О: Ваш стремительный взлет как писателя совпал с развалом Советского Союза. Создается впечатление, что вы эксплуатируете эту тему.
ВП: В общем, Вы правы, но меня интересует не столько Советский Союз, сколько постсоветская Россия. Пишущих про советское прошлое и так хватает, и это легко понять. Тем людям, кто всю жизнь прожил при Советской власти, больше и вспомнить-то нечего.
О: Кто из старых русских писателей на Вас повлиял?
ВП: Да много кто, думаю, что почти все, чьи книги я прочитал. Например, когда мне было семь или восемь лет, я начал читать юмористические рассказы Чехова. Вы ведь знаете, он начинал как писатель-юморист, пишущий рассказы для московских и петербургских журналов.
О: А Вы верите в предназначение творчества?
ВП: Нет. Я думаю, что если ты настоящий писатель, то о таких вещах просто не задумываешься. Вот когда не хватает творческой способности, тогда и начинаются рассуждения о высоких материях, но только это уже не поможет. Чем больше рассуждаешь, тем хуже ты, как писатель. Я не любитель литературных теорий.

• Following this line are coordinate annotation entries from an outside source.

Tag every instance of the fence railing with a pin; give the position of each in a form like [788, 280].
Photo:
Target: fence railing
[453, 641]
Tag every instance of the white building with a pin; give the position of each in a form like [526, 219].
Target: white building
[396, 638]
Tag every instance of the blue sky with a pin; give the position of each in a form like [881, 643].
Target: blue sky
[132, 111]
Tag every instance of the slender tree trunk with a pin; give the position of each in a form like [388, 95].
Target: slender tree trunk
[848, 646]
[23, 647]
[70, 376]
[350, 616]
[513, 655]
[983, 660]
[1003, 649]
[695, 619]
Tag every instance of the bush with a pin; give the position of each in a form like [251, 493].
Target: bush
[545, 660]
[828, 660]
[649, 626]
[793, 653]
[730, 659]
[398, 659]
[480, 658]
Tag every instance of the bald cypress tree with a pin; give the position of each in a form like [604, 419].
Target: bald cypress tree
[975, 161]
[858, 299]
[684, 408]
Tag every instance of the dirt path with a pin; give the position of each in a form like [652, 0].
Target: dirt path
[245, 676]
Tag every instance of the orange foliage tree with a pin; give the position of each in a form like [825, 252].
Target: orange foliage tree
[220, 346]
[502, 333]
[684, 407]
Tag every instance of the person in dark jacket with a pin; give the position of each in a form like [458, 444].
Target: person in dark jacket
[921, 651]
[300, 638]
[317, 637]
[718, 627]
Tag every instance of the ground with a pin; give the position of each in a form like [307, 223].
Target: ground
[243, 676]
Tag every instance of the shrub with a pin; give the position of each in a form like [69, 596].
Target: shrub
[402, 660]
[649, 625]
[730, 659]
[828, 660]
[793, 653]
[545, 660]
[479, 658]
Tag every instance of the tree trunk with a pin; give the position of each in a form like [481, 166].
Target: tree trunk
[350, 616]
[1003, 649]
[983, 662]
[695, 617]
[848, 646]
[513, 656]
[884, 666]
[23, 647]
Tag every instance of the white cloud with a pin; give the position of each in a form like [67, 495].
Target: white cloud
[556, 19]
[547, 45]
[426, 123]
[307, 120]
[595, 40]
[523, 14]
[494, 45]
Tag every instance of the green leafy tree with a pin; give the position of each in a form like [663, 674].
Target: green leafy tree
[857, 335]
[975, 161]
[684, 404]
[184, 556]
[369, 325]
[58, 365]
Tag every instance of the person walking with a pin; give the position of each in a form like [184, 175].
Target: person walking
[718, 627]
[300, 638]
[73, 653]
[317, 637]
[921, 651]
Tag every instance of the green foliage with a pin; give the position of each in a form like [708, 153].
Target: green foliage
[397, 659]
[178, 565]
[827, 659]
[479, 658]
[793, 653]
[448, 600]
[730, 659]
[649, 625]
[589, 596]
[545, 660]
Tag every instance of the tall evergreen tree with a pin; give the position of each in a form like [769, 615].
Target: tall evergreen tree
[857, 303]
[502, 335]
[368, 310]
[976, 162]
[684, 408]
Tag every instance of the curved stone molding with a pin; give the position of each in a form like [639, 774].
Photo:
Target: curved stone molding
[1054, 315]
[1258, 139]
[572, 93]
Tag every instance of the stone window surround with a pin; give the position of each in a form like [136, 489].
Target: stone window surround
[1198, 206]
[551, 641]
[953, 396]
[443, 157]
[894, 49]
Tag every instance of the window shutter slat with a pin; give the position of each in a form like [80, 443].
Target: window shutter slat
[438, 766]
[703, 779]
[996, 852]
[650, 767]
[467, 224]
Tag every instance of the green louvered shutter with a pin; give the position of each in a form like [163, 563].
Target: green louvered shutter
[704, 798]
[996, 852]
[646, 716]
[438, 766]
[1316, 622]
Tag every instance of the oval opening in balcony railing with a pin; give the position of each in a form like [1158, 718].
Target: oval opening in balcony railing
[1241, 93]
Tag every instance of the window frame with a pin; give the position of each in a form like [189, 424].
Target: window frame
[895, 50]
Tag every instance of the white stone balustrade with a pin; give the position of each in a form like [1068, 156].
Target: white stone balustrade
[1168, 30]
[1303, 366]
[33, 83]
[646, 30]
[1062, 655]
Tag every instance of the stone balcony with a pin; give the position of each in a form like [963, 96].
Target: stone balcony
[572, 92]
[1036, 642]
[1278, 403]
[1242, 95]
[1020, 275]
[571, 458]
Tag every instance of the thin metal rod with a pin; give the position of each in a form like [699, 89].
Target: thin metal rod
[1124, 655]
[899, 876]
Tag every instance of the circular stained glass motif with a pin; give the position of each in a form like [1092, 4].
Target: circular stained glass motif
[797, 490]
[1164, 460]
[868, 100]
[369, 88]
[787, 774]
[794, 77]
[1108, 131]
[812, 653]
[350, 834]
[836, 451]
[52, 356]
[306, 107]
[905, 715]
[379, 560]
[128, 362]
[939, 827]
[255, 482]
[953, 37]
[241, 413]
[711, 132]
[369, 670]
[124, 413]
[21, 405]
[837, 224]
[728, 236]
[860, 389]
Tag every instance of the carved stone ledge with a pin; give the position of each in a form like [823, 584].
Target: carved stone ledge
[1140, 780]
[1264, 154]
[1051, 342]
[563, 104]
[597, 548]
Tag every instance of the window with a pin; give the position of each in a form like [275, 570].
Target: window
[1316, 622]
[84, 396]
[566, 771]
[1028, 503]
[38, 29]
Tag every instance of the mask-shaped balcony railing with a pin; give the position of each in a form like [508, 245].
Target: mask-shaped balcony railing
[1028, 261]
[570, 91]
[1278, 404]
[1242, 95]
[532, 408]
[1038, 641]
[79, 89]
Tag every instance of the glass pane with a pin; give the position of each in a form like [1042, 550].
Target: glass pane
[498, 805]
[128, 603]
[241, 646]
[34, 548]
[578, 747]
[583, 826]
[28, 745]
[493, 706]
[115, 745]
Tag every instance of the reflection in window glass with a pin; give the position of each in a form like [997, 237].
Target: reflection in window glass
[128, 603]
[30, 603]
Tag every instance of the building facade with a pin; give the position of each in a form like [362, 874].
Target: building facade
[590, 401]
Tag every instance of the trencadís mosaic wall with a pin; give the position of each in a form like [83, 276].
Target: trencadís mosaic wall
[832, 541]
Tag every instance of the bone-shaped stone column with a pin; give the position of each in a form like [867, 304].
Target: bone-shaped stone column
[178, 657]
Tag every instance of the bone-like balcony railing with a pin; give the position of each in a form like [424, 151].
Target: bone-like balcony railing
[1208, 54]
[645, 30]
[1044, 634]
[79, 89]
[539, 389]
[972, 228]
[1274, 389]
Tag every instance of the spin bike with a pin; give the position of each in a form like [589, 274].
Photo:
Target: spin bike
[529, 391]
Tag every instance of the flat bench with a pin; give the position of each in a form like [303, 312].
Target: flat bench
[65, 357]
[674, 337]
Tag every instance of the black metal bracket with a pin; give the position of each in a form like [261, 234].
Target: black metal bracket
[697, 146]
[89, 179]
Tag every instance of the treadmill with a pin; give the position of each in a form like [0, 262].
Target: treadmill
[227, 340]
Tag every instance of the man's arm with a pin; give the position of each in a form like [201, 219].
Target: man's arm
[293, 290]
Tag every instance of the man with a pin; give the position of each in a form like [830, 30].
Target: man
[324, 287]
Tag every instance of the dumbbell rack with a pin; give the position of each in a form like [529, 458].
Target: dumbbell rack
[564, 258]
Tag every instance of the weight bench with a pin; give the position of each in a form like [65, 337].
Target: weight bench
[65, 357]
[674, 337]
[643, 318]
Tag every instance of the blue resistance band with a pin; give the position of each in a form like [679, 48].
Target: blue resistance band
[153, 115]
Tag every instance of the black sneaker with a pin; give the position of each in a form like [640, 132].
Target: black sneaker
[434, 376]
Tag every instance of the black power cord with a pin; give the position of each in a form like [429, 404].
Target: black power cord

О: Вы ведь еще известны как буддист?
ВП: Я всего лишь ученик, занимающийся практикой. Довольно часто я езжу в буддистские монастыри, последний раз прошлой зимой, в Южную Корею, на три месяца. Это был лучший способ встретить наступление нового века. Все это время нас кормили только рисом с морскими водорослями, а по случаю Нового Года выдали ломтик пиццы и стакан Кока-Колы.